Tuesday 3 April 2012

Sharing the Lenten Journey with St David (4) : Finding David's joy in lent

As I have been trying to journey through Lent mindful of St. David's wish that we should 'be joyful and remember the little things'  I have to confess that it is the being 'joyful' bit that I have found most problematical.   You only have to pick up a newspaper to realize that we live in a pretty awful world.  Sometimes it is very difficult to feel joyful.  The more one reflects on the state of the world the more hopeless rather than joyful one feels.   And yet as Christians we are, as St. David reminds us, called to have hope and to be joyful.  As Teilhard said often, to live a life focused on the Sacred Heart is to live a life with faith in the future.   Faith in what? Faith in the love of God - as represented in the Heart of Jesus - as alive and active in creation.  But in Lent, and as we reflect as we approach Good Friday, I find it hard to be joyful.  Lent is not a time for joy. Having said that, however, St. David tells us to be joyful: even in Lent.  Have faith and hope in the future: believe in the power and energy of love.  Be open to joy, and not overwhelmed by a sense of hopelessness.   C.S. Lewis comes to mind on this.  His book Surprised by Joy is all about 'joy' and being a Christian.  Re-reading it recently it is interesting that he describes joy using the German word 'sehnsucht': joy as a intense longing or yearning.

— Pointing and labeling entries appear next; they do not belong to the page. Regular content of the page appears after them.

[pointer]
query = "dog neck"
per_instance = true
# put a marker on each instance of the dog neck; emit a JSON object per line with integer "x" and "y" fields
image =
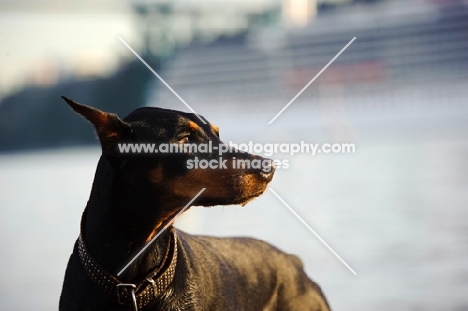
{"x": 118, "y": 222}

It is a tricky word as it is difficult to translate, but it seems to me that it is close to the Welsh word 'hiraeth' which also means an intense longing and yearning for Wales, or for home.  Joy as hiraeth: an intense longing felt deep within the heart for that which is lost or far away.   To be joyful in this sense is to have an intense longing for home - where we belong.  
When we are joyful we somehow feel an intense feeling of what being home, or being complete means. Joy  -as sehnsucht or hiraeth - is a sense of there being a better place, a place where we will feel at home and complete.  I think St. David is asking us to always be in a state of hiraeth and remain open to those flashes and glimpses of joy when we are intensely  aware of our real home.  Hiraeth or sehnsucht is  a longing which calls from deep inside us - from our very heart.   To be joyful is not to walk around smiling and looking like an idiot, but to live  with a sense of the home which is calling us, and which we know is there and waiting for us.   It is this sense of joy which gives us faith, hope and love.

When we reflect on the Sacred Heart as as centre of a cosmic energy which is pulling creation towards itself and which seeks a personal relationship with us - the centre and heart of us as individuals - then we too can live joyfully.  The Sacred Heart is the source of our joy - the focus of our deep longing and yearning: our hiraeth and sehnsucht.  This is the joy St. David  asks us to remember.   It is the joy which we find in Francis Stanfield's great hymn:


 O Sacred Heart,
our home lies deep in thee;
on earth thou art an exile’s rest,
in heav’n the glory of the blest,
O Sacred Heart.

O Sacred Heart,
lead exiled children home,
where we may ever rest near thee,
in peace and joy eternally,
O Sacred Heart. 

To be joyful in keeping the faith is to live with this longing for unity with the Heart of Christ.   St. Augustine put it well when he says in the Confessions: 'You have made us for yourself, O Lord, and our hearts are restless until they rest in you.'  Joy is to found in the restlessness of our hearts for the Lord.  With this joy we can, in Teilhard's sense have 'faith in the future': Lent becomes a time for joy.